Choose Cunard if you love British tradition, formal evenings, and the theatre of Gala Nights. Choose it for the Transatlantic Crossing — there is no other experience like seven nights aboard the world’s only ocean liner, arriving into New York harbour at dawn. Choose it for the Grills experience, which delivers genuine luxury-line service with butler, bespoke dining, and exclusive lounges at a premium-line price point. Choose it for the Cunard Insights programme, RADA workshops, and the world’s only seagoing planetarium. Choose it for world voyages on prestigious ships with a century-long tradition. Accept that Cunard no longer homeports in Australia, that every voyage now requires international flights, that the class system creates visible stratification, and that the formal dress code demands more of your luggage allowance than most premium lines.
Choose Holland America if you want warmer American-style hospitality, outstanding live music every evening, and a refined-but-relaxed atmosphere where Smart Casual is genuinely casual. Choose it for the Have It All package that bundles drinks, dining, Wi-Fi, and excursions into a single transparent price. Choose it for Alaska — seventy-five-plus years of expertise, six ships deployed, Glacier Bay permits, and cruisetour extensions to Denali. Choose it for the Culinary Council programme and speciality dining that punches above its weight. Choose it for Sydney homeporting — Noordam plus Westerdam for 2026/27, with no international flights required. Accept that the fleet has no new ships on order, that the oldest vessels show their age despite refurbishment, that entertainment on non-Pinnacle-class ships can feel limited, and that the line lacks Cunard’s heritage cachet and formal-evening atmosphere.

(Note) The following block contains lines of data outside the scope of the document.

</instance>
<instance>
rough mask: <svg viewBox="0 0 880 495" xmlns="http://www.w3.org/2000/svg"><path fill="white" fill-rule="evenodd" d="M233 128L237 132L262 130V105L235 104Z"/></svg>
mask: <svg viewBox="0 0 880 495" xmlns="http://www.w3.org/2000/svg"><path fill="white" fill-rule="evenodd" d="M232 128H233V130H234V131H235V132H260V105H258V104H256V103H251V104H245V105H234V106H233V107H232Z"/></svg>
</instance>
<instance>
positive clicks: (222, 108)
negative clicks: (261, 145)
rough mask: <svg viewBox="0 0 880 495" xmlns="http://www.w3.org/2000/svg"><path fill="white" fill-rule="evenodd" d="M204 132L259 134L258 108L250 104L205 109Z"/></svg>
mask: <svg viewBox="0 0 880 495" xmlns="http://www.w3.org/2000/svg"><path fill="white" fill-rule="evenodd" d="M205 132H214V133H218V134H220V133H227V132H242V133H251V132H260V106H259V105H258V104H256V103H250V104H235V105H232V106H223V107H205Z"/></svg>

For most Australian travellers weighing these two lines, the practical question comes down to accessibility. Holland America sails from your doorstep. Cunard requires you to fly halfway around the world to board. If Sydney homeporting matters — and for many Australians, it is the deciding factor — Holland America is the simpler, more convenient, and more cost-effective choice. If you are willing to invest in the flights and the formality, Cunard offers an experience that Holland America does not attempt and cannot replicate: the world’s only ocean liner, the world’s largest ballroom at sea, and a 185-year tradition of British elegance that has no peer in modern cruising.